Then this year I did a taste off with 3 of my doe's milk. I fed them all the same thing but one goats milk was very 'goaty' and you could smell it as you milked while the others milk is just dandy. It was a shame that the one who was producing the most milk had the disgusting tasting milk  I sold her as a pet.


----------



## nancy d (Oct 5, 2007)

I will have to give mum all those points.. she doesnt give in as easily as dad would :P[/quote said:


> Now that's one smart gal, to approach the one who is hardest to convince! Love that thinking PiccoloGoat!
> 
> Years ago our milk would taste goaty after about 3 days and I was scrupulous about the handling & cooling etc.
> 
> ...


----------



## PiccoloGoat (Sep 10, 2008)

haha i doubt i would ever get one but it would be fun to milk it anyway


----------



## Amy Goatress (Oct 2, 2008)

Our Mini-Nubians give a delicious tasting milk that is nice and creamy and sweet tasting too, Nubian milk is good too but can't stand Alpine milk really though but that's just my opinion though.


----------



## grandmajo (Oct 14, 2008)

I agree with the breed of goat making a big difference. Our nubian has good tasting milk, and it seems to keep for a really long time. We share the extra with our pastor's family, and his wife cuts it half with water, they say it's too rich to drink straight. My toggy/alpine mix, well the milk just isn't as good, isn't near as sweet or creamy. I can't say about my kinder, she'll be a FF in the spring.

Jonell


----------



## lesserweevil (Oct 5, 2007)

I have only milked two goats at home so far... both their milk has been excellent. They're Saanens ( well herdbook saanens I think they have a little togg somewhere back) 

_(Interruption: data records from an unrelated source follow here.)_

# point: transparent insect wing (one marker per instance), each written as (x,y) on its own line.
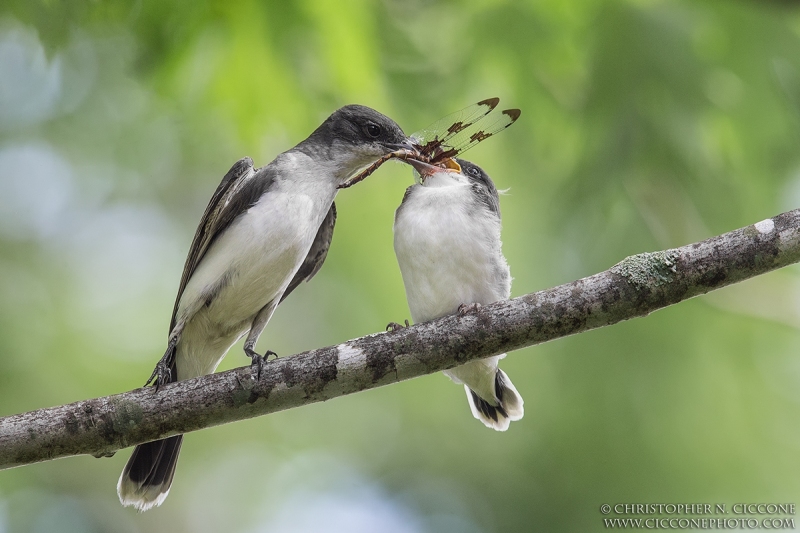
(469,137)
(438,133)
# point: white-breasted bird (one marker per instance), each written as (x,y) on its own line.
(264,232)
(447,242)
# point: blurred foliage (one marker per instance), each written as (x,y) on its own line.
(646,124)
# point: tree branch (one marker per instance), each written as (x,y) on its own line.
(634,287)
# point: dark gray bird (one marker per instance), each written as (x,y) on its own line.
(447,242)
(264,232)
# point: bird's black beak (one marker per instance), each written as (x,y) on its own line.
(426,170)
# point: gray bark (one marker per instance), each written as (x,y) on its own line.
(632,288)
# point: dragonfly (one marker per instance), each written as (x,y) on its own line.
(449,137)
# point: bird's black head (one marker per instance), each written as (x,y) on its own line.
(356,135)
(482,184)
(477,175)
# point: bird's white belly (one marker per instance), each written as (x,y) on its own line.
(447,255)
(252,262)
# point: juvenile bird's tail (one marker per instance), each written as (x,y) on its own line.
(506,407)
(492,397)
(146,479)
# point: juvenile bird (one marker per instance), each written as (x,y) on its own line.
(447,242)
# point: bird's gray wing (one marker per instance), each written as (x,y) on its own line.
(237,192)
(317,254)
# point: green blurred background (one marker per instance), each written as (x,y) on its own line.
(646,124)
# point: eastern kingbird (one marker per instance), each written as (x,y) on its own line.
(263,233)
(447,242)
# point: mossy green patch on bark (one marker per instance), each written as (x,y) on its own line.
(648,269)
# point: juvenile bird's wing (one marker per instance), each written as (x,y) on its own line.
(239,190)
(317,254)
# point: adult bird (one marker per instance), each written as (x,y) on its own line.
(447,242)
(264,232)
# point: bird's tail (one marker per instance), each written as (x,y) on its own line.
(506,407)
(147,476)
(146,479)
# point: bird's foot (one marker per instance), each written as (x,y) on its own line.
(258,360)
(394,326)
(466,309)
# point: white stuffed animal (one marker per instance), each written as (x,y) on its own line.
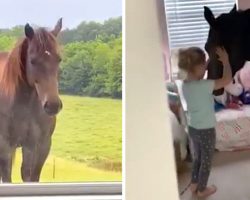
(234,89)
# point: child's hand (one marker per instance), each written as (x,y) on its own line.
(223,56)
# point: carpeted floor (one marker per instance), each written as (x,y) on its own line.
(230,173)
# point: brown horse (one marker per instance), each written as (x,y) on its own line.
(29,101)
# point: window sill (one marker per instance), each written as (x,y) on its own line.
(77,197)
(56,189)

The thing with milk is that you MUST cool it as soon as you've milked - and keep it in a clean container in the fridge. If you dont wash up the milking stuff properly it'll start to get a taint to it - the same goes for what the goat eats, what you keep the milk with, etc. My goats basically get hay, grain, and grass if they're outside. (and sometimes pancakes and cookies *coughs*)

There was a period in the summer where the milk was tasting bad -I wasnt at home at the time so I'm fairly sure it was either the milk being left out too long or the equipment not being washed properly.

I also find it doesnt keep as long as cows' milk from the store does. I find that drunk in the first couple of days it's great but then it starts getting stronger - so am careful not to keep it too long.

LW


----------